Supreme Court Rules Electoral Bonds

In a historic decision, the Supreme Court ruled on Thursday that the electoral bonds scheme must be declared “unconstitutional.” The verdict, reached unanimously, came in response to several petitions questioning the legality of the government’s electoral bond system, which permitted undisclosed contributions to political parties.

About Ruling

In a significant ruling, Chief Justice DY Chandrachud, along with four other judges, declared the anonymous electoral bonds scheme a violation of the right to information under Article 19(1)(a). They stressed the importance of transparency in elections, saying it’s vital for voters to know where political parties get their funding. As a result, they ordered the State Bank of India (SBI) to stop issuing more electoral bonds and instructed the SBI to disclose details of bonds bought since April 12, 2019, to the Election Commission.

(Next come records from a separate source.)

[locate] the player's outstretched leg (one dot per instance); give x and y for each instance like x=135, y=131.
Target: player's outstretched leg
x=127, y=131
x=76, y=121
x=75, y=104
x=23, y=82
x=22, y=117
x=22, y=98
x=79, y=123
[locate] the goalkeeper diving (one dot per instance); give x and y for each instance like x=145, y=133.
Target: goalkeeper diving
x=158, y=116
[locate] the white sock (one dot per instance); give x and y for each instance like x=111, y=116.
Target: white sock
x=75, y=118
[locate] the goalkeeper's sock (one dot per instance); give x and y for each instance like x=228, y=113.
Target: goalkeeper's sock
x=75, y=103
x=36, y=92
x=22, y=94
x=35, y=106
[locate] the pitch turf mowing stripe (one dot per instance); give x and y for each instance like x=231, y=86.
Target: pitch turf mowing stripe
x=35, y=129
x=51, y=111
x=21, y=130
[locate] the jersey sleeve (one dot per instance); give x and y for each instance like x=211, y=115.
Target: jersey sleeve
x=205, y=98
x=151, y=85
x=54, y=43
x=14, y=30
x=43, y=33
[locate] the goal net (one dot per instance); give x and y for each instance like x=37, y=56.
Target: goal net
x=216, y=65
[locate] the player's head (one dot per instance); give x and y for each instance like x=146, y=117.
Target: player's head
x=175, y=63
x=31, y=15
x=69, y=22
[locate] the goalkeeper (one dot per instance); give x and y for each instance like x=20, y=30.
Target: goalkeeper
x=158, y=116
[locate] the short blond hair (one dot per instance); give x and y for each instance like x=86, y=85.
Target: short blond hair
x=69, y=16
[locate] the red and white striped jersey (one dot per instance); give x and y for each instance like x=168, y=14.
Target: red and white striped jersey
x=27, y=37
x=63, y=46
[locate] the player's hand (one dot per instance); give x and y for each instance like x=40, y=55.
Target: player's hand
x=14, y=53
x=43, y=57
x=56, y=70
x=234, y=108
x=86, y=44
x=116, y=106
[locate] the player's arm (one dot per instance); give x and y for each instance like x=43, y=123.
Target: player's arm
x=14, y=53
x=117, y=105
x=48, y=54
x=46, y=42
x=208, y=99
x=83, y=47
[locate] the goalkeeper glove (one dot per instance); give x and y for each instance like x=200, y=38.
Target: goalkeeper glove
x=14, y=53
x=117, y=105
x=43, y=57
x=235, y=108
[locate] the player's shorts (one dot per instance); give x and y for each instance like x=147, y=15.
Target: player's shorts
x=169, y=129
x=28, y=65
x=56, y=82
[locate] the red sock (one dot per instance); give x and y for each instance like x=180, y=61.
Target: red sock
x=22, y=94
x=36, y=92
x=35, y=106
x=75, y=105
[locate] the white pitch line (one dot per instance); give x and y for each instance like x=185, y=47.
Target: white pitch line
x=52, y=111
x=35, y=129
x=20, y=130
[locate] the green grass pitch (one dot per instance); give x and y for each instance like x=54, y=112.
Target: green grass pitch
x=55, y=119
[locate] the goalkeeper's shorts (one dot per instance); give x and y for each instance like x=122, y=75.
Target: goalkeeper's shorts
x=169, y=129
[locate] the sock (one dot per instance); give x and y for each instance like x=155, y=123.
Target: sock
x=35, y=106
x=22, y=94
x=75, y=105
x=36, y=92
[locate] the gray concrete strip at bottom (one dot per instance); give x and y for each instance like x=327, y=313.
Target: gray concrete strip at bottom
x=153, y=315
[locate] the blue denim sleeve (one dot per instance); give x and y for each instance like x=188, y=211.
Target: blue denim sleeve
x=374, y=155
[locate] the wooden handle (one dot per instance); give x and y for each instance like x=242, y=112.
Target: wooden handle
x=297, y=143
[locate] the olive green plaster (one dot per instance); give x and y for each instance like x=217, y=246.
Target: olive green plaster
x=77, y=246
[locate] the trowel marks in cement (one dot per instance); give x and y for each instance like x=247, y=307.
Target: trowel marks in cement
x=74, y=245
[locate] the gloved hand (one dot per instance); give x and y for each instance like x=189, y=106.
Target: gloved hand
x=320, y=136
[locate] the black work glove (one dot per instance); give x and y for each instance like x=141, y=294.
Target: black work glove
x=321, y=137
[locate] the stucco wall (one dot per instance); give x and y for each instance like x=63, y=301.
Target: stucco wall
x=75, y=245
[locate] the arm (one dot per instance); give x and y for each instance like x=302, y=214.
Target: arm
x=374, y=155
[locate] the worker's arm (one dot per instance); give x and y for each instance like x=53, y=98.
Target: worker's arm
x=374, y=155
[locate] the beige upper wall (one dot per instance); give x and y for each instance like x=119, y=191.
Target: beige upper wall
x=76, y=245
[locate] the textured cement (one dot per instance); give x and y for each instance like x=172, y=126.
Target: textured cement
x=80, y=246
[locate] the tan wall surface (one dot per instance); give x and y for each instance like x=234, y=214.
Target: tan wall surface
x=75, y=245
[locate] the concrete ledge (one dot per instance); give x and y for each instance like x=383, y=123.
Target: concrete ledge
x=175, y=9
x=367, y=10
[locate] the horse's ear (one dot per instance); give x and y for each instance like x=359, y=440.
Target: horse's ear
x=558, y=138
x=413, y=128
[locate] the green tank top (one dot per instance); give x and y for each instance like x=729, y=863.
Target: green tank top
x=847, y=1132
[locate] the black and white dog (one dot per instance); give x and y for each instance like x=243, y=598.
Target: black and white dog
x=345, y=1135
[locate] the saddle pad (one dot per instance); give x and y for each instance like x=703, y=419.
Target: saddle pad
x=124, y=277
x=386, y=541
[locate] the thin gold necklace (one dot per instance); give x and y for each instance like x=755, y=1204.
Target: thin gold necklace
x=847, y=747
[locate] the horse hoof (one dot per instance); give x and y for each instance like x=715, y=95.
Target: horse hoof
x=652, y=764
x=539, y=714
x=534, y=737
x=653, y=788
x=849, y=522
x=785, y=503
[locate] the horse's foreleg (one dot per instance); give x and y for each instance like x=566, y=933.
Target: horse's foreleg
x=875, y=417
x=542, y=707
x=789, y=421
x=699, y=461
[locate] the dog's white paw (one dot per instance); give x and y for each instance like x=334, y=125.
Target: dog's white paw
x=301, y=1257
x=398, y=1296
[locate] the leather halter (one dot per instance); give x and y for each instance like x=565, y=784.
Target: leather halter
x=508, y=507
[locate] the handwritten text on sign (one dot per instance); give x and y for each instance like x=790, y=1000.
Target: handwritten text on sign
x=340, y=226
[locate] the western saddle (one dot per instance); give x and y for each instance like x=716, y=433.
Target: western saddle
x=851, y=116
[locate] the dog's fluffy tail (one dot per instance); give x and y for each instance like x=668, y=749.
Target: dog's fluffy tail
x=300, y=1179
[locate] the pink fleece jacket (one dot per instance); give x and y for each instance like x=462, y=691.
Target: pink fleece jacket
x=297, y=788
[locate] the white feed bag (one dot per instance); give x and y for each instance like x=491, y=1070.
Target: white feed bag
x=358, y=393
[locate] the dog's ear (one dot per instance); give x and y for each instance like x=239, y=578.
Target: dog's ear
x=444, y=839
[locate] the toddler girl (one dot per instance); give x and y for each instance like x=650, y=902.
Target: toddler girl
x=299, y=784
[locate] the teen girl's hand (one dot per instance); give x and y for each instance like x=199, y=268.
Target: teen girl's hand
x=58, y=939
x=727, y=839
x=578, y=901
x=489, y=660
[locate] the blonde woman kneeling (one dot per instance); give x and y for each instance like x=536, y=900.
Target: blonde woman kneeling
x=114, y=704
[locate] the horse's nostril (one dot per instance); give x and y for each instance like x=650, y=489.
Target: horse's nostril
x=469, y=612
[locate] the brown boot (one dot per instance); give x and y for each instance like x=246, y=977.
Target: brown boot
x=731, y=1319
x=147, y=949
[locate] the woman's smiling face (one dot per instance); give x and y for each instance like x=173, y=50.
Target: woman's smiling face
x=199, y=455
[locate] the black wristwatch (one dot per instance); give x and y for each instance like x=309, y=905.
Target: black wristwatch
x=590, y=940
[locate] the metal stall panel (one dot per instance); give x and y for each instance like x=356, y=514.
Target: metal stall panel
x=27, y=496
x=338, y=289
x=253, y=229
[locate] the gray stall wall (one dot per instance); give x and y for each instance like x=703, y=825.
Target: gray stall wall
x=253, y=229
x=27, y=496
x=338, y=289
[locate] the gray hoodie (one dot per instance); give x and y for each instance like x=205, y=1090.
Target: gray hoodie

This decision is seen as a blow to the Bharatiya Janata Party (BJP), which was the main beneficiary of the scheme introduced in 2017. Advocate Prashant Bhushan pointed out that the Court struck down all parts of the scheme as violating citizens’ right to information. Initially presented as a move towards transparency by the government on January 2, 2018, the scheme allowed individuals and entities in India to buy electoral bonds, which could only be given to registered political parties. Only authorized banks could cash these bonds.

Although the Supreme Court had previously declined to put the scheme on hold, it reiterated its commitment to thoroughly examining the issue due to its significant impact on elections. The Constitution bench, comprising Justices Sanjiv Khanna, BR Gavai, JB Pardiwala, and Manoj Misra, started hearing petitions on this matter in October of the previous year. Various parties, including Congress leader Jaya Thakur, the Communist Party of India (Marxist), and the NGO Association for Democratic Reforms (ADR), presented arguments. Throughout the hearings, the apex court stressed the importance of reducing cash involvement in electoral activities.

What are Electoral Bonds?

Electoral bonds allow anonymous donations to political parties in denominations from Rs 1,000 to Rs 1 crore. They were introduced in 2017 to enhance transparency in political funding and formally rolled out in 2018. These bonds can be purchased from designated State Bank of India branches. Political parties must cash the bonds within 15 days of purchase for electoral expenses. Bonds are available for purchase during specific periods in January, April, July, and October, extended to 30 days in a general election year. Only parties registered under the Representation of the People Act, 1951, and those securing at least 1 percent of votes in the last General Election can use electoral bonds. Authorized banks can encash these bonds only through designated accounts.

What was Argued?

Critics of the electoral bond system argue that it undermines democracy by lacking transparency, creating an uneven playing field between the ruling party and opposition. They contend that this erodes democratic institutions. The government emphasizes that before the introduction of electoral bonds, political parties weren’t required to disclose donation sources below Rs 20,000.

This resulted in 69 percent of donations coming from “unknown sources,” as reported by ADR. The government introduced anonymity in electoral bonds to protect donors’ political affiliations while ensuring parties could raise funds through recognized channels. The Supreme Court delivered its judgment seven years after the initial challenge by ADR in 2017.